ひざまくら
僕は確か気を失って、それで・・・
頭がぼんやりしていた僕は意識がもうろうとするなか、懐かしい何かを感じる。
これはなんだろう。昔この感じをそうだ。あの一目惚れした可愛い子と雰囲気と言えばいいんだろうか、あの時は見ているだけで何も感じとれなかったからな。でもなんで今この懐かしい感じの感覚が?

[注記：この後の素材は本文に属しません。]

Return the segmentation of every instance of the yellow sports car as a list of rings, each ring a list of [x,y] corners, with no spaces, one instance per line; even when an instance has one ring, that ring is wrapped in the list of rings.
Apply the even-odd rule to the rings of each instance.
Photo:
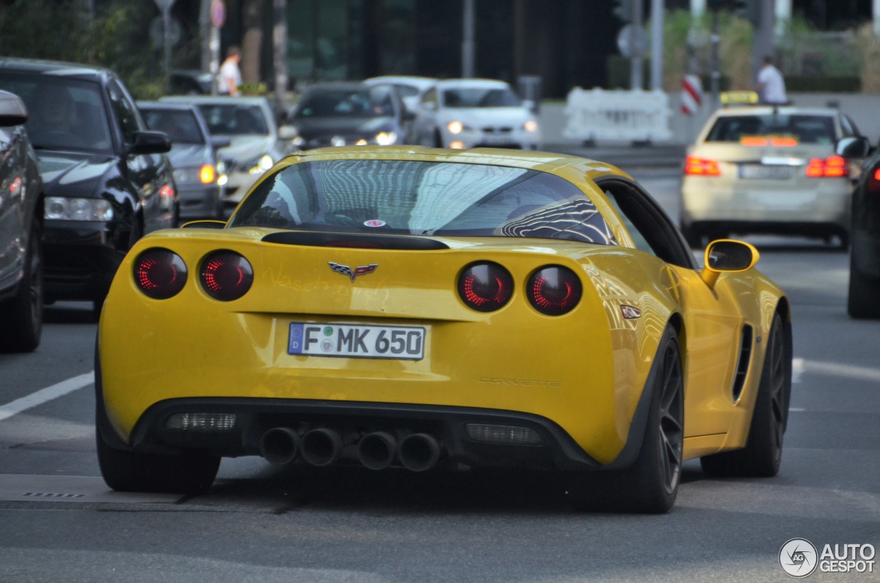
[[[96,353],[121,491],[207,491],[223,456],[561,471],[576,506],[671,508],[684,460],[779,469],[783,292],[758,252],[694,260],[630,176],[546,152],[287,157],[225,223],[150,233]],[[366,471],[366,470],[365,470]]]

僕は意識を取り戻して目を開くと目の前には岡峰さんの顔があった。
「や、お寝坊さん。やっと起きたね」
「あ、あのー。岡峰さん。状況が読めないんですケド」
「え?わかんない?君の頭の下にある心地よく柔らかいものは何かなー」
岡峰さんはにやけながら僕に言ってくる。くそう。絶対にわざとやってるな。
「ひ、ひざまくらですか?あの恋人とかでよくやる」
「それはアニメとか漫画の読み過ぎだよ村崎君。ひざまくらは正解だけどこれは君に対するお礼だよ」
岡峰さんは僕の頭を撫でながらいう。お礼か。たいしたことしてないけどな僕。庇ったのはいいけど結局気絶しちゃったし。むしろカッコ悪いとこばかり見せた気がするな。
「僕はそんなお礼がされるようなことはしてないよ」
「いや。したんだよ。君はあのがらの悪い男から体を張って私を守ってくれた。とても嬉しかったよ。ありがとう。村崎君」
「そ、そんな。たいしたことじゃないって」
僕は意地になって岡峰さんに言うが岡峰さんは頬をふくらませて
「ぶー。ダメだぞそんなんじゃ。君はちゃんといいことをしたんだ。自分を卑下するのは1番ダメなことだぞ。それに体を張って守るなんてそう簡単にできることじゃない。だから君は君を誇るといい」
「そ、そうなの、かな?そう言ってくれるならなんだか嬉しいかな」
僕は岡峰さんに褒められ、嬉しくて照れながら言うと岡峰さんは僕の耳元に口を近づけて
「最高にカッコよかったよ。村崎君」
「!?!?!?」
やばいやばいやばい!今のはやばい!そんな耳もとで言われたら僕は、僕は。
恥ずかしくて僕は顔を手で隠すと岡峰さんは
「ほんと君の反応は可愛いくていいよ。村崎君。いや、これからは一君と呼ぶね」
「す、好きにす、するといいよ。お、岡峰さん」
「そこは私の名前も呼んでくれたら嬉しいけどまぁいいや。それは今度の楽しみにしておこうかな。今は私の膝枕を堪能したまえ」
なんかいいシーン的な感じだったのに最後のはいらないような気もするけど。でも確かに岡峰さんの膝枕は最高だ。こう、母性を感じるというか安心感があるというか。落ちつく感がある。